7. Plot turns vs. plus minus and describe the relationship.

```{r}
ggplot(data = ultimate_full, aes(x = plus_minus, y = Turns)) +
  geom_point(color = "skyblue4")

## This is a moderate negative linear relationship. 
## Not a very strong relationship, but there is definitely
## a correlation between large amounts of turnovers and a lower plus/minus.
```


8. Points and Ds across divisions

a. Make a bar plot with the top 15 point scorers in order using reorder if necessary. Group by division and note how the players are distributed across divisions.

```{r}
top_15_points <- ultimate_full |> arrange(desc(Points)) |> 
  slice(1:15) |> mutate(player = reorder(player, Points))

ggplot(data = top_15_points, aes(y = player, x = Points)) +
  geom_col(aes(fill = division))

## The distribution of divisions for points is fairly balanced with every division included
```

b. Make the same bar plot with the top 15 players in Ds and compare the distribution of divisions.

```{r}
top_15_ds <- ultimate_full |> arrange(desc(Ds)) |> 
  slice(1:15) |> mutate(player = reorder(player, Ds))

ggplot(data = top_15_ds, aes(y = player, x = Ds)) +
  geom_col(aes(fill = division))


## Points is fairly balanced, with every division included while Ds only has the women's divisions, with D3 taking 11 of the top 15 spots.
```


9. Offensive Dominance

a. Make a table with the sum of plus_minus for each division. 
```{r}
ultimate_full |> group_by(division) |> 
  summarise(tot_plus_minus = sum(plus_minus))
```


b. Plus Minus is only counted for points where a player starts on offense. If the offensive team scores they get +1, if the defensive team scores, the offensive players get -1. Based on how they are calculated, what do the total plus minus numbers say about the dominance of offense in each division?

In Division 1 Men, the offense is very dominant and scores much more often than the defense. Division 1 Women and Division 3 Men are similar where the offense is still very efficient and score much more than the defense.

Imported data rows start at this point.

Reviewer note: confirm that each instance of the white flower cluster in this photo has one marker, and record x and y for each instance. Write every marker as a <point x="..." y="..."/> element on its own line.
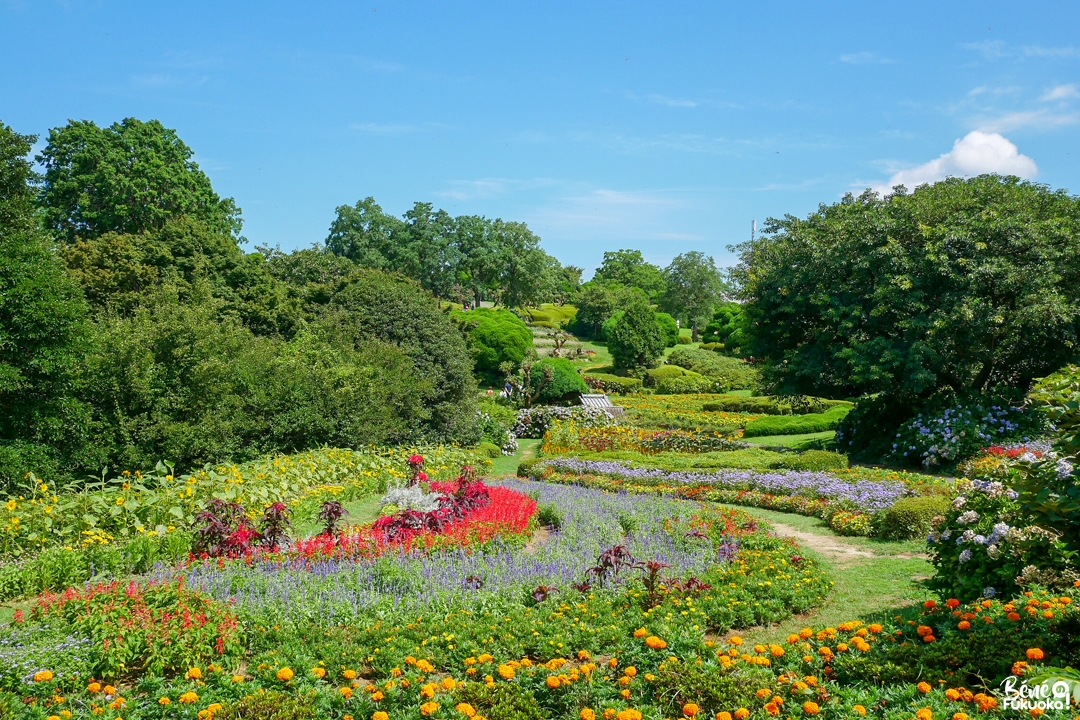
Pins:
<point x="414" y="499"/>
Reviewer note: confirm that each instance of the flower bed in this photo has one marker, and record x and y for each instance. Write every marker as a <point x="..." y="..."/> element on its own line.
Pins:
<point x="505" y="514"/>
<point x="136" y="503"/>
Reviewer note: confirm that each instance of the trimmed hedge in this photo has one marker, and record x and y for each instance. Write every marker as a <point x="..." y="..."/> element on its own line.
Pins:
<point x="798" y="424"/>
<point x="814" y="461"/>
<point x="612" y="383"/>
<point x="909" y="517"/>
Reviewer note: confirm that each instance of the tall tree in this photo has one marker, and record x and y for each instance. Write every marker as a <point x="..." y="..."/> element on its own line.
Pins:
<point x="41" y="326"/>
<point x="962" y="284"/>
<point x="130" y="177"/>
<point x="693" y="287"/>
<point x="629" y="269"/>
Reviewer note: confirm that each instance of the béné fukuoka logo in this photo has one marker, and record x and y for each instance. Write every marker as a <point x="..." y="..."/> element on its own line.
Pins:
<point x="1051" y="691"/>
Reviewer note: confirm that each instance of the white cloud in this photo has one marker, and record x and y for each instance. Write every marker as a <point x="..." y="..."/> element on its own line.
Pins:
<point x="1061" y="93"/>
<point x="975" y="153"/>
<point x="671" y="102"/>
<point x="865" y="58"/>
<point x="376" y="128"/>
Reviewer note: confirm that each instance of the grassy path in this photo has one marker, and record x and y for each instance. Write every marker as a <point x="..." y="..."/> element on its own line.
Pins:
<point x="872" y="576"/>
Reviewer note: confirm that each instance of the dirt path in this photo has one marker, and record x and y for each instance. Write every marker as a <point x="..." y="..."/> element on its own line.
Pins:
<point x="832" y="547"/>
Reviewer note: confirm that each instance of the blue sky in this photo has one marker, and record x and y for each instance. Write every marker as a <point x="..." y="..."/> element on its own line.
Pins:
<point x="663" y="126"/>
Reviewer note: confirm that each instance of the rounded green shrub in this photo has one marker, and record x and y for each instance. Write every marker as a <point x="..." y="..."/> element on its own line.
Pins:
<point x="909" y="517"/>
<point x="565" y="379"/>
<point x="496" y="336"/>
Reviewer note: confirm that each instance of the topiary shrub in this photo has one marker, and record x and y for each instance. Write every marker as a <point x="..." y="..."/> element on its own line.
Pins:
<point x="687" y="384"/>
<point x="814" y="461"/>
<point x="496" y="336"/>
<point x="798" y="424"/>
<point x="611" y="383"/>
<point x="909" y="517"/>
<point x="565" y="380"/>
<point x="670" y="328"/>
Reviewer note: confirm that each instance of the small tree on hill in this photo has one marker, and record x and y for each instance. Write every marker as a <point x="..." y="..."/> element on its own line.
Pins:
<point x="636" y="340"/>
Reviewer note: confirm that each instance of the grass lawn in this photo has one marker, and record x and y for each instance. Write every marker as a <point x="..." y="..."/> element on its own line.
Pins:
<point x="805" y="442"/>
<point x="873" y="576"/>
<point x="508" y="464"/>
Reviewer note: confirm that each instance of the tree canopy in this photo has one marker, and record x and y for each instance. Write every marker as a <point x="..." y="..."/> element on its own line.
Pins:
<point x="130" y="177"/>
<point x="961" y="284"/>
<point x="693" y="287"/>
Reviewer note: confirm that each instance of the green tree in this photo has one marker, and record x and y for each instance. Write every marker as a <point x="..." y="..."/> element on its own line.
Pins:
<point x="960" y="285"/>
<point x="130" y="177"/>
<point x="596" y="303"/>
<point x="636" y="339"/>
<point x="693" y="287"/>
<point x="42" y="330"/>
<point x="629" y="269"/>
<point x="496" y="336"/>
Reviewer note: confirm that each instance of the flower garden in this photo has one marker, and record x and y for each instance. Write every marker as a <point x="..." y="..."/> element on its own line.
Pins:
<point x="625" y="574"/>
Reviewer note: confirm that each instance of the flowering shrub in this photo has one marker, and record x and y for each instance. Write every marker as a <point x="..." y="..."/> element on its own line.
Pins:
<point x="958" y="432"/>
<point x="534" y="422"/>
<point x="157" y="627"/>
<point x="985" y="545"/>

In Division 3 Women, the defense has a slight edge in plus_minus, meaning that teams on offense scores on slightly less than half of all points in this division. We can see this in both the Ds statistics and the Turns statistic, where Division 3 Women have the lead in both categories. This makes for very back and forth games when two teams are defensively strong and slightly weaker at offense.